I appreciate that it can be very difficult to really measure the efficacy of any drug without challenger trials (where you deliberately expose people to the virus), but it is very important to understand the difference between relative risk reduction (RRR) and absolute risk reduction (ARR). All the vaccine efficacy data is based on relative risk reduction, which makes the numbers look much better than they possibly are. I will defer to an excellent summary from The Lancet rather than try to explain this difference myself as it does get a little confusing and I hope that the Lancet can be trusted.

I absolutely appreciate that the Gov has a message that it wants to convey (get a vaccine) but I feel that this particular graph is another example of deliberate scaremongering and is not entirely honest, even if it is statistically accurate. At the very least, would it not be right to show the reduction in numbers from symptomatic disease > hospitalisation > death for both segments of the population? The only plausible reason not to do that is to continue to scare people.

Personally, I prefer the following representation of the current level of risk of symptomatic disease for the unvaccinated and vaccinated populations of England*:

Realistic representation of data

*The official prevalence of Covid 19 amongst the UK population 1 in 1,180 according to the latest ONS data. This equates to 0.08% of the population. A lot of reports suggest that 80% of these cases are asymptomatic, but let’s use 50% to err on the side of caution. That would mean that 0.04% of the unvaccinated population would develop symptomatic disease. If we use the highest level of efficacy of 70%, this means that just 0.012% of the unvaccinated population would develop symptomatic disease.

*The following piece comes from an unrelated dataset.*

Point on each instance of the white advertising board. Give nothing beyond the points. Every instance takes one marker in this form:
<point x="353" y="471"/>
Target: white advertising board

If we are looking at data from a percentage perspective, should we not look at these percentages applied to the population as a whole? We need to look at the differences between different segments of the population, but applying percentages to very small numbers can be misleading. The thin slices in my mock up above are already oversized, but I had to bump them up a bit so that you can actually see them. I hope it demonstrates the point though – when you look at the big picture, we have every reason to be very positive. Thankfully, a tiny percentage of our population is going to be ill, let alone hospitalised.

The moral of my ranty story is that you should always challenge data that is presented to you. Former Prime Minister Benjamin Disraeli is credited with the saying, “There are three kinds of lies: lies, damned lies, and statistics.” We tend to trust graphs and data more than a written opinion, but there is no doubt that skillful manipulation of data can help underpin almost any message and can absolutely cloud the truth. Data is often presented as ‘fact’ but you should always ask yourself who is presenting the data and what the numbers really mean.

This is, of course, not just relevant to government media briefings. Digital marketing is very much data driven and very much subject to manipulation. I have seen far too many boastful digital marketing reports that eulogise about triple digit percentage growth in web traffic (to use one example). Whilst that sounds great and we all tend to gravitate towards green arrows pointing up, but going from 4 visits per month to 8 is hardly going to set the world on fire. It is also very important to look past the numbers – would you rather have 500 extra visits per month from highly engaged visitors or 4,000 extra visits that leave your site immediately? Vanity metrics are useless metrics and must be challenged.